Introduction to V2Ray #36
At the next Tor anti-censorship team reading group (Thursday June 11 at 16:00 UTC), we are going to be discussing V2Ray. The members of the team are not very familiar with V2Ray, and we want to broaden our understanding.
Here are some of my preliminary notes on V2Ray. I hope that some readers who are more familiar with V2Ray will be able to correct my misunderstandings and provide more detail. For example, I'm unsure about the relationship between V2Ray and VMess—they seem to have some historical relationship, but I'm not sure.
V2Ray itself is not a protocol or circumvention system by itself.

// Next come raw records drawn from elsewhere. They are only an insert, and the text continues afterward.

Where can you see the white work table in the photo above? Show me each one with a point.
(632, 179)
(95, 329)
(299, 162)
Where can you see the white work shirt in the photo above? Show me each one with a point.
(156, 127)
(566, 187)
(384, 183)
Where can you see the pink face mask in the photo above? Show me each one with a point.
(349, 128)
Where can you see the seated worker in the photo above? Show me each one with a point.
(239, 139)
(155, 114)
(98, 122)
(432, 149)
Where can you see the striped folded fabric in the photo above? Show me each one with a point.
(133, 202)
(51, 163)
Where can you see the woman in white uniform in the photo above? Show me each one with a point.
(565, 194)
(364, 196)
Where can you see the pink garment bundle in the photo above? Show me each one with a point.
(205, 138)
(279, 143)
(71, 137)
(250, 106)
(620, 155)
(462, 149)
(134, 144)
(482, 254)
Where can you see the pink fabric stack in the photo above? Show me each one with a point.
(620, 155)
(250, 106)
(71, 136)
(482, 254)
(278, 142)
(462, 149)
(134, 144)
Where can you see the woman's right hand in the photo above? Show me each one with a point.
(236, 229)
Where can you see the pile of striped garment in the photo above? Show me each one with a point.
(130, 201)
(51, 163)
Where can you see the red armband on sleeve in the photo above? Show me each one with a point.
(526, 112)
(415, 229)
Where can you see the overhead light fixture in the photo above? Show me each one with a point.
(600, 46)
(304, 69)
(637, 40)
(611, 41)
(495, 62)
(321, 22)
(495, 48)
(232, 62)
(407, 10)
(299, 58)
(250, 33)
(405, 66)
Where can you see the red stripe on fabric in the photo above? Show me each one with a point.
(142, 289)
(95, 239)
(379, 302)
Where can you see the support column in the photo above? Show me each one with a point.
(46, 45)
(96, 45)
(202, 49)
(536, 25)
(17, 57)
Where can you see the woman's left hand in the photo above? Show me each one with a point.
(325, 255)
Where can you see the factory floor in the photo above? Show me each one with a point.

Rather, V2Ray is a platform or framework that allows you to run one or more proxies, with various layered proxy protocols, transports, and obfuscation. For example, you could run SOCKS-in-TLS on one port, and VMess-in-QUIC (with the QUIC packets optionally obfuscated) on another port. On the client side, you can configure routing to control what traffic should use what proxy, or should not be proxied at all.
At the lowest level, V2Ray supports a variety of proxy protocols, some inherently obfuscated and some not:
There's an optional mux (multiplex) layer to tunnel multiple streams through one proxy connection.
The proxy protocols are not inherently implemented over any particular kind of network connection. Instead, you must specify a transport for each:
Any of the transport layers may optionally have a layer of TLS applied to them. The TLS option is obligatory with the HTTP/2 and QUIC transports.
Finally, at the highest level, some transports support additional, optional obfuscation options:
The V2Ray model provides a lot of flexibility. You could set up an unauthenticated SOCKS proxy without any encryption, or you could set up VMess open only to authorized users, tunneled through WebSocket with TLS.
The text was updated successfully, but these errors were encountered:
Hi, I am xiaokangwang aka Shelikhoo. I am currently one of the developers maintaining the V2Ray(V2Fly) project. I can provide more information about V2Ray projects and answer questions about it.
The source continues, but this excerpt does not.